SWEDEN:Volvo's engine range is now being expanded with the T3 and T4, two four-cylinder 1.6-litre petrol engines featuring the very latest direct injection technology.
The GTDi (Gasoline Turbocharged Direct Injection) concept was developed to offer really low fuel consumption without compromising on performance or driving pleasure.
The 1.6 GTDi T3 with 150 horsepower (110 kW) and the T4 with 180 horsepower (132 kW) will be available in the all-new Volvo S60 and V60. The 180 hp engine delivers maximum torque of 240 Newton metres from just 1600 and all the way up to 5000 revs a minute. An on-demand overboost function provides a massive 270 Newton metres of torque. The result is excellent pulling power across the entire speed range. The torque curve is relatively gentle, providing a particularly comfortable driving experience. The 150 hp version offers 240 Newton metres of torque.
"Small, high-performance GTDi engines are a part of our bid to get more energy out of smaller engines," says Magnus Jonsson, Senior Vice President Product Development at Volvo Cars.
Compact aluminium engines with low weight and high energy efficiency
The new GTDi engines have a compact format and are made entirely from die-cast aluminium, which gives low weight and good heat-dissipation capability. These are some of the requirements for good energy efficiency. The plastic inlet manifold also helps minimise weight.
Another precondition is maximum combustion of the fuel. In order to minimise petrol consumption and emissions, the fuel must be utilised as efficiently as possible. The fuel injection system, not least, has been refined so that combustion can be regulated with extreme precision.
Direct injection with spray-dosage multi-hole injectors
For its 1.6-litre engines, Volvo has chosen to position each injector centrally above the piston, just beside the spark plug. The injectors have six holes each, somewhat unusual for centrally positioned injectors. This gives particularly uniform and finely atomised fuel distribution.
The centrally located multi-hole injector makes it possible to control fuel dosage extremely precisely. In cold starts, the fuel is sprayed into the middle of the combustion chamber just prior to ignition. The high fuel injection pressure of 100 bar means that preparation is perfect and less fuel ends up on the cold combustion chamber walls. This helps cut emissions and considerably reduces the amount of fuel consumed. Another effect is a major reduction in the amount of soot particulates compared with a side-positioned injector.

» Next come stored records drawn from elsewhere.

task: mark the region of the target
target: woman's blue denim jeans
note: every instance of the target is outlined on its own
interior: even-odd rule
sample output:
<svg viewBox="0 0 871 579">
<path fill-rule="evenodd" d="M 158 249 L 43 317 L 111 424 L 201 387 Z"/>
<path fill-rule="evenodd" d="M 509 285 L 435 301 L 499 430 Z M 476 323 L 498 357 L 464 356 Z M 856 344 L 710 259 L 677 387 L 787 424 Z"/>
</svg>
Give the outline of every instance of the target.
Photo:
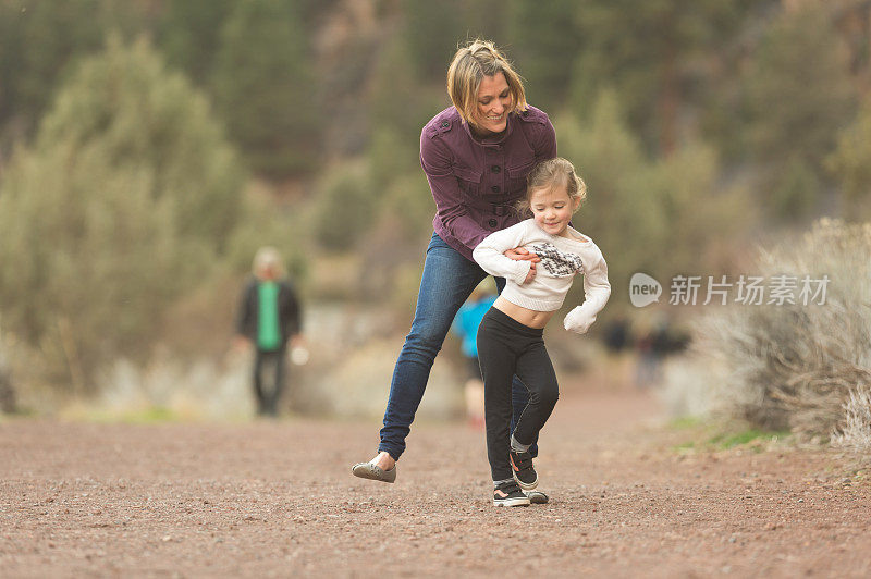
<svg viewBox="0 0 871 579">
<path fill-rule="evenodd" d="M 432 234 L 420 278 L 415 319 L 393 370 L 381 444 L 378 445 L 379 452 L 387 451 L 394 460 L 398 460 L 405 451 L 405 436 L 410 431 L 432 362 L 442 348 L 454 316 L 484 278 L 487 272 L 480 266 Z M 495 281 L 501 293 L 505 280 L 496 278 Z M 528 402 L 529 391 L 515 375 L 512 382 L 512 432 Z M 538 455 L 536 442 L 532 441 L 530 447 L 532 456 Z"/>
</svg>

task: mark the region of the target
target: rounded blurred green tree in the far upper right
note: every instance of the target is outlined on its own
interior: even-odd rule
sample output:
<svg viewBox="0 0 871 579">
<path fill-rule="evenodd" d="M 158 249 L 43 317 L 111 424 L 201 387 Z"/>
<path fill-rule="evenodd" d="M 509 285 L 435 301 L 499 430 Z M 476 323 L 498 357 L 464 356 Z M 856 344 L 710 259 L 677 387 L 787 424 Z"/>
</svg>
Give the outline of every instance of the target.
<svg viewBox="0 0 871 579">
<path fill-rule="evenodd" d="M 760 165 L 760 188 L 771 192 L 761 200 L 772 217 L 810 215 L 827 180 L 824 159 L 858 102 L 831 14 L 810 3 L 780 14 L 743 82 L 748 150 Z"/>
</svg>

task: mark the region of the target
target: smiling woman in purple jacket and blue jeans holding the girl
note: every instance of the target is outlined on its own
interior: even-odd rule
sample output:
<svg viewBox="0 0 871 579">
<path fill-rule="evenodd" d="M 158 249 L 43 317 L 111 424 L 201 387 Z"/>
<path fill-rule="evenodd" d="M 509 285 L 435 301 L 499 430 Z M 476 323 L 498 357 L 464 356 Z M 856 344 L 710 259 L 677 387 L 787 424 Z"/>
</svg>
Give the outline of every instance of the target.
<svg viewBox="0 0 871 579">
<path fill-rule="evenodd" d="M 357 477 L 383 482 L 396 479 L 396 460 L 454 315 L 487 276 L 471 259 L 473 249 L 519 221 L 512 207 L 526 189 L 527 174 L 556 157 L 548 115 L 527 104 L 520 77 L 492 42 L 475 40 L 457 50 L 447 71 L 447 93 L 453 106 L 420 135 L 420 164 L 437 214 L 414 322 L 393 372 L 378 455 L 353 468 Z M 532 261 L 535 272 L 535 254 L 513 249 L 505 255 Z M 498 278 L 500 292 L 504 285 Z M 512 430 L 528 399 L 515 377 Z M 535 445 L 530 452 L 536 456 Z"/>
</svg>

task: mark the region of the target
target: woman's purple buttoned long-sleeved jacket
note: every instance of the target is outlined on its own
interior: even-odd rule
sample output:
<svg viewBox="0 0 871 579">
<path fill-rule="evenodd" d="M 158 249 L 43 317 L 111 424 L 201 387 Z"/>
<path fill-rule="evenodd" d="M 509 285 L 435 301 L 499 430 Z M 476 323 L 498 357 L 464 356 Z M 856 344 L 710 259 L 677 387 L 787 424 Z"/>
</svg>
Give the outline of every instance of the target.
<svg viewBox="0 0 871 579">
<path fill-rule="evenodd" d="M 495 138 L 473 138 L 468 123 L 450 107 L 420 133 L 420 165 L 427 174 L 444 242 L 471 260 L 471 250 L 494 231 L 520 221 L 514 204 L 532 168 L 556 157 L 556 134 L 548 115 L 527 106 L 508 115 Z"/>
</svg>

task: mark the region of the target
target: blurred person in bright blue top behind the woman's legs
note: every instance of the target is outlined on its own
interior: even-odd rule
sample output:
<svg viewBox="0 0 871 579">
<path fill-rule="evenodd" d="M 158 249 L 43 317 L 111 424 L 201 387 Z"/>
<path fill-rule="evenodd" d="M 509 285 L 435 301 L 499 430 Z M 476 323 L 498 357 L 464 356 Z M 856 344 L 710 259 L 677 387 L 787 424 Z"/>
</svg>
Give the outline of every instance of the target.
<svg viewBox="0 0 871 579">
<path fill-rule="evenodd" d="M 456 312 L 451 329 L 462 341 L 468 380 L 465 385 L 466 419 L 473 428 L 483 428 L 483 377 L 478 361 L 478 327 L 496 296 L 484 280 Z"/>
</svg>

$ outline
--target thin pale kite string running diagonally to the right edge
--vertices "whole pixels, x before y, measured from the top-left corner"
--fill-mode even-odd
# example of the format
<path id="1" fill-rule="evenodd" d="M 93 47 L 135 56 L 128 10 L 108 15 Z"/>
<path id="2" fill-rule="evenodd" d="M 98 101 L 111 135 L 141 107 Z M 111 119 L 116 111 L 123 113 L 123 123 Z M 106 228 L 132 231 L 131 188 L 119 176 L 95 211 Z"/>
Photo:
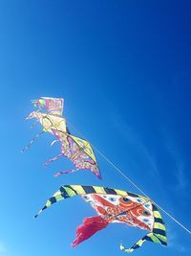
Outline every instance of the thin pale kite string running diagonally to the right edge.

In cold starts, this injection technology also contributes to quick heating of the catalytic converter, which in turn hastens the exhaust cleaning process.
Direct injection gives a high fill rate in the combustion chamber. Apart from effective combustion and low emissions, this also helps the turbo start up earlier and provides swift response even from low engine revs. This in turn promotes fast acceleration and good driveability from low speeds.
"This is the most modern injection technology in existence and Volvo played a major role in its development," says Magnus Jonsson. "Our cooperation with Bosch, which manufactures the system, has been ongoing for a number of years and is highly successful."
Turbo and twin VVT (Variable Valve Timing)
Direct injection in combination with turbocharging and variable valve timing has made it possible to deliver performance properties on a par with far larger engines, while at the same time reducing fuel consumption and environmental impact to considerably lower levels.
"We estimate reductions in fuel consumption and exhaust emissions in the region of twenty percent compared with a conventional petrol engine with larger displacement and similar performance," says Magnus Jonsson. "At the same time, the GTDi engines provide the sort of lugging power and driving feel of a modern diesel engine."
The GTDi engines utilise variable valve timing for both camshafts. Both the inlet and exhaust valves' opening times can be varied to optimise overlap and ensure exactly the right fill in the combustion chamber, irrespective of engine revs. This optimises combustion throughout the rev range and contributes to swift acceleration in all operating conditions.
In combination with Powershift or manual gearbox
The 1.6 GTDi T4 will be available in combination with Volvo's automatic six-speed Powershift transmission or a six-speed manual gearbox.
The 1.6 GTDi T3 will only by available with a six-speed manual gearbox.
Both variants feature a DRIVe-button on the instrumentation that engages and disengages fuel-saving technology:
• The automatic version had a technology that disengages the gear if the driver releases the accelerator when the car is rolling. This creates less rolling resistance and improves fuel consumption.
• The manual version comes with a Start/Stop function that shuts off the engine when the car is standing still and the driver releases the clutch and puts the gear lever into neutral. As soon as the driver presses the clutch again the engine restarts.
The six-speed twin-clutch Powershift transmission unites the manual gearbox's efficiency and driving dynamics with the automatic transmission's smoothness and convenience. Clutch operation is coordinated so that no torque losses arise during gearchanges. The result is the same comfort and seamless drive as a conventional automatic transmission, combined with the performance of a manual gearbox.
Launch in autumn 2010
The 1.6 GTDi T3 and T4 is launched in autumn 2010 together with the new Volvo S60 and V60. The GTDi engines will later also become available in an E85 (ethanol) version.